Keep It Simple: Exploring a CSV Entirely with Bash

I was scrolling through my inbox the other day when a random email caught my eye. Some small online store I vaguely remember talking to months ago had attached their full sales CSV 50k rows, no warning, no context. Just “here’s the data, thought you might find it interesting.” (This is all made up, obviously. Nobody actually sends raw data like that out of the blue. It’s just a setup for the story.)

Normally my reflex would be to open Python, spin up a quick script, load pandas, start slicing. But I glanced at the clock, saw I had about twenty minutes free, and decided to test something. The file is plain text. My terminal is already open. Why not see how much I can learn using only Bash and classic Unix tools?

File name: sales.csv. I begin where everyone begins.

  head -n 10 sales.csv

Columns show up clear: order_id,date,customer_id,product,category,units,price_eur,status. Dates in YYYY-MM-DD format, commas separating everything, header on the first row. No messy quotes or escaped characters. Perfect.

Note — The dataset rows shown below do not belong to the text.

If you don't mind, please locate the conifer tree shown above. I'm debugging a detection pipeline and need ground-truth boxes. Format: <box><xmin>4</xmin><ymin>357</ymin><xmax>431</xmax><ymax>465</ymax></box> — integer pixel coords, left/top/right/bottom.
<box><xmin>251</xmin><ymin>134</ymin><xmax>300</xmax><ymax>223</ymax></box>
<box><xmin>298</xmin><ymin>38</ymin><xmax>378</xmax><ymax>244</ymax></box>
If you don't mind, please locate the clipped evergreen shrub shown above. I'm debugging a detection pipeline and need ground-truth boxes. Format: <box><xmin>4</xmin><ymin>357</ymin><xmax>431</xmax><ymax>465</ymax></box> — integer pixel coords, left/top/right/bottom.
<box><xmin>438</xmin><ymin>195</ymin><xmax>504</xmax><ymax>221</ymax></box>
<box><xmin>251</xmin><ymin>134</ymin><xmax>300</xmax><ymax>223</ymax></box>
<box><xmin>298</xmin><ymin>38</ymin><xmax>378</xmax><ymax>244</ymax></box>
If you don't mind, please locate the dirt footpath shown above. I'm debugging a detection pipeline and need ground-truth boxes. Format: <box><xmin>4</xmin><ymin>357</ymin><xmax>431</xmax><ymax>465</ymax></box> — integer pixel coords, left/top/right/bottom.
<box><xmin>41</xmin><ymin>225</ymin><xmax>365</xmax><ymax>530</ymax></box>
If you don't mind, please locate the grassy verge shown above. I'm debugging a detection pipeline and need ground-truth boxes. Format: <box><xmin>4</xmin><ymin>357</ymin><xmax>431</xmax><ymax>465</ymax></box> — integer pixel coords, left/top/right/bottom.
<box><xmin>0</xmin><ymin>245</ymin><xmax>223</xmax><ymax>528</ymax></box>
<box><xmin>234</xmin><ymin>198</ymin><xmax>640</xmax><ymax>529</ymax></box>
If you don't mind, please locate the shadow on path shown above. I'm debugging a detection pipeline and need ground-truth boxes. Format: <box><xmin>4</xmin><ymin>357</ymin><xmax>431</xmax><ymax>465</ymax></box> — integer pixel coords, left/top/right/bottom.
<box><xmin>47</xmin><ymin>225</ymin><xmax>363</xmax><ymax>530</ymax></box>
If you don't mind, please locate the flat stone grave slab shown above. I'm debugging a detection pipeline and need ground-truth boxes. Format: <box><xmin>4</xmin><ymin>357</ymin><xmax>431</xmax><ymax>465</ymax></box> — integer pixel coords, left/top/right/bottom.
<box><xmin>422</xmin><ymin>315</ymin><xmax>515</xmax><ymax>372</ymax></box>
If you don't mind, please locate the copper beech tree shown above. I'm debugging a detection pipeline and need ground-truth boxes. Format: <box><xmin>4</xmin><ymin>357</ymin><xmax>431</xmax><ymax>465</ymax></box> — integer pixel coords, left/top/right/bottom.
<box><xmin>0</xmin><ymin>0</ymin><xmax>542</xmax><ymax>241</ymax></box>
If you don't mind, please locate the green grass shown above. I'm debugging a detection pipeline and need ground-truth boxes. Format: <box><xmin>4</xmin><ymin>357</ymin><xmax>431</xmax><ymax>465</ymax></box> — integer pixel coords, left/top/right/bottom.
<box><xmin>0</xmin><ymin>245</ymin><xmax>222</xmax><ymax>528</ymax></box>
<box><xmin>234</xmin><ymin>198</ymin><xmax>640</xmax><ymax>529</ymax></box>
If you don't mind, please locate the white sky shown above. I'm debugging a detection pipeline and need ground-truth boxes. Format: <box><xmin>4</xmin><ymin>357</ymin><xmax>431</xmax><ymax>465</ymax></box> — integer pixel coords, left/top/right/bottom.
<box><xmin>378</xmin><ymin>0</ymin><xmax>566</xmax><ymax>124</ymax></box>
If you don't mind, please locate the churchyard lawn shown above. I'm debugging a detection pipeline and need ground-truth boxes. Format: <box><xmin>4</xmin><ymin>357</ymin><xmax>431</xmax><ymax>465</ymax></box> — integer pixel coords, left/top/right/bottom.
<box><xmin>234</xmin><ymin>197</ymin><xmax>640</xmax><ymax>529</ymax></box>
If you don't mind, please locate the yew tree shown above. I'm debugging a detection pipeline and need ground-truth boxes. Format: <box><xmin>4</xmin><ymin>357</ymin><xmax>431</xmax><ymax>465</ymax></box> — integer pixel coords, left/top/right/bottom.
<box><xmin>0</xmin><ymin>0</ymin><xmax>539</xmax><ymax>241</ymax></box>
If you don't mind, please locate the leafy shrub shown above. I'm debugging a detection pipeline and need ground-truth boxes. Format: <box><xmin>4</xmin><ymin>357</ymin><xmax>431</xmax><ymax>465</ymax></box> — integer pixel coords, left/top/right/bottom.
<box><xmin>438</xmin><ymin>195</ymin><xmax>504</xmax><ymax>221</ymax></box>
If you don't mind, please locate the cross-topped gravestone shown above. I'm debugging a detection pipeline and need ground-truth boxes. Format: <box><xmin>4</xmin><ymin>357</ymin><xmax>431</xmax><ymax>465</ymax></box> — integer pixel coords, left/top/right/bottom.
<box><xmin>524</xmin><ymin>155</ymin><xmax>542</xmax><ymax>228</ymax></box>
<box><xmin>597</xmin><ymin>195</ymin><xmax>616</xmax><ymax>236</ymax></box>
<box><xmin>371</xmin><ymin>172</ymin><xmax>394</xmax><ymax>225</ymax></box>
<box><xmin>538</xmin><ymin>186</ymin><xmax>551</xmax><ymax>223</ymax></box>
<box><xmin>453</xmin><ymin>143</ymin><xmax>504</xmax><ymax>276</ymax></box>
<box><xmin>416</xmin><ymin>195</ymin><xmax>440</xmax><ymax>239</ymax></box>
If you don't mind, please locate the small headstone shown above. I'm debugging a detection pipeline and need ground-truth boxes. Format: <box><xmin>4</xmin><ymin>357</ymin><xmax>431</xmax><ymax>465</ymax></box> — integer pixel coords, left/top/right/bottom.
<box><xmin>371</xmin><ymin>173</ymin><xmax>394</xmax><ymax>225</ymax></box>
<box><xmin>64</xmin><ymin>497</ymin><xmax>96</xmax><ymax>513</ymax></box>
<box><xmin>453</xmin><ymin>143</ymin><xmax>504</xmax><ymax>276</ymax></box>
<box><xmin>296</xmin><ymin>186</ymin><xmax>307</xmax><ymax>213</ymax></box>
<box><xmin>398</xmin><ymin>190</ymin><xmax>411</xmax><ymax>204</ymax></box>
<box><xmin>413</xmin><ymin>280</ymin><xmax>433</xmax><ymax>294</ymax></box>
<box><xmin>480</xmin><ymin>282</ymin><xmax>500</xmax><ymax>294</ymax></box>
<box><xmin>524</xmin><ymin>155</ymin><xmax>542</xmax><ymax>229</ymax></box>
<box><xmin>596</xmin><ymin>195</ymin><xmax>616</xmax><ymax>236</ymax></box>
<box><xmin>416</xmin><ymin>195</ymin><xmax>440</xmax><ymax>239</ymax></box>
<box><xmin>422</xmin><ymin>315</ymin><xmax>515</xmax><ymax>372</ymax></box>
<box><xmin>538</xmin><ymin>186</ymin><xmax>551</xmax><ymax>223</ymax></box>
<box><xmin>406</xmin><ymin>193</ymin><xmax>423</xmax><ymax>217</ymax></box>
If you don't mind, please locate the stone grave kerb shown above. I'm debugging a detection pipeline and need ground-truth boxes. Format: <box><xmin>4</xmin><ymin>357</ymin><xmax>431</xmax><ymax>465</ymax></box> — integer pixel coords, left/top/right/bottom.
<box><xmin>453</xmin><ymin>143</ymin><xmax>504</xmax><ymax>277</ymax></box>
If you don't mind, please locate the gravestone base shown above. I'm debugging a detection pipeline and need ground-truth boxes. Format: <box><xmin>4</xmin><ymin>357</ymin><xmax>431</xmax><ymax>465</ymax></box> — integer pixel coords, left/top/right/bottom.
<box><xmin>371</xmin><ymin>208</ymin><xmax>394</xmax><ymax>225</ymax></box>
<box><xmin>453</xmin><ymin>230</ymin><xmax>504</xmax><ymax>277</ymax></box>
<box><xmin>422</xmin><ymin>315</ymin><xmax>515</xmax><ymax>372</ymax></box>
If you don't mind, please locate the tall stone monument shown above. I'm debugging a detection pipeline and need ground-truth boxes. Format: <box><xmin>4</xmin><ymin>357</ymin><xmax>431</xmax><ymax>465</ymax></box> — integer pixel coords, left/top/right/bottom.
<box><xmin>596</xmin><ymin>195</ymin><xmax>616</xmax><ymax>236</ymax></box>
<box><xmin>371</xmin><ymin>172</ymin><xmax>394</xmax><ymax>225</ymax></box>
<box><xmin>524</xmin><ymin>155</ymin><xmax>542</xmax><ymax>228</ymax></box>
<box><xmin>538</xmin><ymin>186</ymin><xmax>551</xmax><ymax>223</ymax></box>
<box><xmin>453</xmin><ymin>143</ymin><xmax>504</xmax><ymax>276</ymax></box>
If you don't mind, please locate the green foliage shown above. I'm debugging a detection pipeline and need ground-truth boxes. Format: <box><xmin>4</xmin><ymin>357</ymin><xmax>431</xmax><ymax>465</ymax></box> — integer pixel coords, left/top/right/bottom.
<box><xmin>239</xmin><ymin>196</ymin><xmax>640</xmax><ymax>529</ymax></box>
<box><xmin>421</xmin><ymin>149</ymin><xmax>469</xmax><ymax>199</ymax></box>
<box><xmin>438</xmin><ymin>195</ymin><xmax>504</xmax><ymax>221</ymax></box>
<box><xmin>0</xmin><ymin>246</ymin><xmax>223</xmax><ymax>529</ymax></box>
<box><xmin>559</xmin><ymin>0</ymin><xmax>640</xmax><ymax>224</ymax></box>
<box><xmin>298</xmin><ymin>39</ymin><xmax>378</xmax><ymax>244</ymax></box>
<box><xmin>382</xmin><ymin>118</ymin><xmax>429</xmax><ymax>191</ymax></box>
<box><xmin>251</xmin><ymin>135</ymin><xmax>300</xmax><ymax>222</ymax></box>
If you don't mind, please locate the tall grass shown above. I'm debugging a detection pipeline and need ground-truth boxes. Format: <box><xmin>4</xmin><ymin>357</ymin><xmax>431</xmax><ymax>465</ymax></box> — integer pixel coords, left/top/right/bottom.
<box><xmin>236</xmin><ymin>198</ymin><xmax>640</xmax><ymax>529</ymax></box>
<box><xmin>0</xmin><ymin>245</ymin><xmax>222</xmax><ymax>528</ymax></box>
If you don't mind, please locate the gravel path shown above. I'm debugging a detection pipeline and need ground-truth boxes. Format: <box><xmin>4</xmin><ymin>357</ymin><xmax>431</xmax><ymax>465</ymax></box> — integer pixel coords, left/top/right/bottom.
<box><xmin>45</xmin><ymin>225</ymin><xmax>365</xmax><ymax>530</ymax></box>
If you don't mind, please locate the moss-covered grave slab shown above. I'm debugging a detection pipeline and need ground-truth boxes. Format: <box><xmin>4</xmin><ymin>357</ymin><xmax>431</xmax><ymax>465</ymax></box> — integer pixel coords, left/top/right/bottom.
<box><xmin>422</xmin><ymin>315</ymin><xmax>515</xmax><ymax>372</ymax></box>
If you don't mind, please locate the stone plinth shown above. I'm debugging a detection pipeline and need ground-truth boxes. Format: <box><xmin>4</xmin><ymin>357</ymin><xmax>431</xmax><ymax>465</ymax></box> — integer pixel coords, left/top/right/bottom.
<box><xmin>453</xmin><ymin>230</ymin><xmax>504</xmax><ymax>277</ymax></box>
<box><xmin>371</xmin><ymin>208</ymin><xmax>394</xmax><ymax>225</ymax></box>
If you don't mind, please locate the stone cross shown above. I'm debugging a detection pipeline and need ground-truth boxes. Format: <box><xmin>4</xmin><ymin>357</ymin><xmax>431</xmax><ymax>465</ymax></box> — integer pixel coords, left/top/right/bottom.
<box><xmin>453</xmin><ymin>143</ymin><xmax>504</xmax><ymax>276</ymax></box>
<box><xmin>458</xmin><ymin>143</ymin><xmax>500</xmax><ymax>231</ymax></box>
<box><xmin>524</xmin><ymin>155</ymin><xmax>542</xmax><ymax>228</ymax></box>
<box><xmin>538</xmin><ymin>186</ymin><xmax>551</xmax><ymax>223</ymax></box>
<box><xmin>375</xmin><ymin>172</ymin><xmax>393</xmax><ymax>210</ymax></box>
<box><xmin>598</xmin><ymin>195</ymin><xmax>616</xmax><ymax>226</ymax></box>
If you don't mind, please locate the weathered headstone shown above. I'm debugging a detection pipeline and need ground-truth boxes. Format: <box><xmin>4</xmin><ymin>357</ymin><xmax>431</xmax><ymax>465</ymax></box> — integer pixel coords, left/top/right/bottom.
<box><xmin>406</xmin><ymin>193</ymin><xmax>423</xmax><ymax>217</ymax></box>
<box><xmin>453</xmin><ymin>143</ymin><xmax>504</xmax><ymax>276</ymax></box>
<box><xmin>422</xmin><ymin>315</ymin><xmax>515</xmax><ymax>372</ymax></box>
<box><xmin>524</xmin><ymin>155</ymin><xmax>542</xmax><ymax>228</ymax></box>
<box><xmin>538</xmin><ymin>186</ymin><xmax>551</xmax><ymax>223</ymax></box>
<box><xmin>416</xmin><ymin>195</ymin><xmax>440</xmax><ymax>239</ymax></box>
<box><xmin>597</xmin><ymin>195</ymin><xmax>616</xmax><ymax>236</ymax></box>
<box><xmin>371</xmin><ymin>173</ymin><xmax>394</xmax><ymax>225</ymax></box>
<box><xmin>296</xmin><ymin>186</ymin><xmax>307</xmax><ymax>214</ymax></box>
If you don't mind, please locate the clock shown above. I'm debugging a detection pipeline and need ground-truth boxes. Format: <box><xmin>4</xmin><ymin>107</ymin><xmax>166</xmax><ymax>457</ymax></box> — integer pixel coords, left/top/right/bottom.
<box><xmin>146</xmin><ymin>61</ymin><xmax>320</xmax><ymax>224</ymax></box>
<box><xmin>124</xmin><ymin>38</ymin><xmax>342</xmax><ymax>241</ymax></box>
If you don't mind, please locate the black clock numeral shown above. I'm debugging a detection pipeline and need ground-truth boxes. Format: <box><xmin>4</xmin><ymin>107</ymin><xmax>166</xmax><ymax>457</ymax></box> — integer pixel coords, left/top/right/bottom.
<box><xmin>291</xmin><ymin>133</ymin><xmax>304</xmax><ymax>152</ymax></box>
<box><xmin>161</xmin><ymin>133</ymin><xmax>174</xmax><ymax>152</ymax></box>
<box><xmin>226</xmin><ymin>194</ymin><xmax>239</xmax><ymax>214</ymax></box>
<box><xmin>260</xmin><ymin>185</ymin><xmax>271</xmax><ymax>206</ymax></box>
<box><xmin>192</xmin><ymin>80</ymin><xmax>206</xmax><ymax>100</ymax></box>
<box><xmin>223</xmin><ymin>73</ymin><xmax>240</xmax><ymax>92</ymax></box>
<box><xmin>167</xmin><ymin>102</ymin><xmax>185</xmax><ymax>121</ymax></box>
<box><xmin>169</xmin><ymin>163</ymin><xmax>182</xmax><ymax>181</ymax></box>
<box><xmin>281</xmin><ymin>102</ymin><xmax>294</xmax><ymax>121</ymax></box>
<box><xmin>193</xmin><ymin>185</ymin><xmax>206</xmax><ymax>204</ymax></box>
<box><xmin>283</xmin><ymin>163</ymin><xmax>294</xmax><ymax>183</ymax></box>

First, how much data am I even dealing with?

wc -l sales.csv

50,012 lines total. That means 50,011 actual orders plus the header. Solid dataset for a small shop.

Curiosity kicks in: how many unique products are in here?

I extract column 4 (product), skip the header, keep only unique values, and count them.

cut -d',' -f4 sales.csv | tail -n +2 | sort -u | wc -l

183 different products. More variety than I expected.

Category Breakdown

Next, let’s see which categories move the most volume.

awk -F',' 'NR>1 {units[$5] += $6} END {for (c in units) print units[c], c}' sales.csv | sort -nr | head -10

This sums column 6 (units) for each unique value in column 5 (category), then sorts descending and shows the top 10. Electronics dominates, followed by clothing and home goods. Typical pattern.

Revenue is the obvious big question.

awk -F',' 'NR>1 && $8 ~ /completed/ {total += $6 * $7} END {print "Completed revenue:", total "€"}' sales.csv

I filter for completed orders only (column 8) and multiply units by price. Comes out around 850k euros. Healthy number.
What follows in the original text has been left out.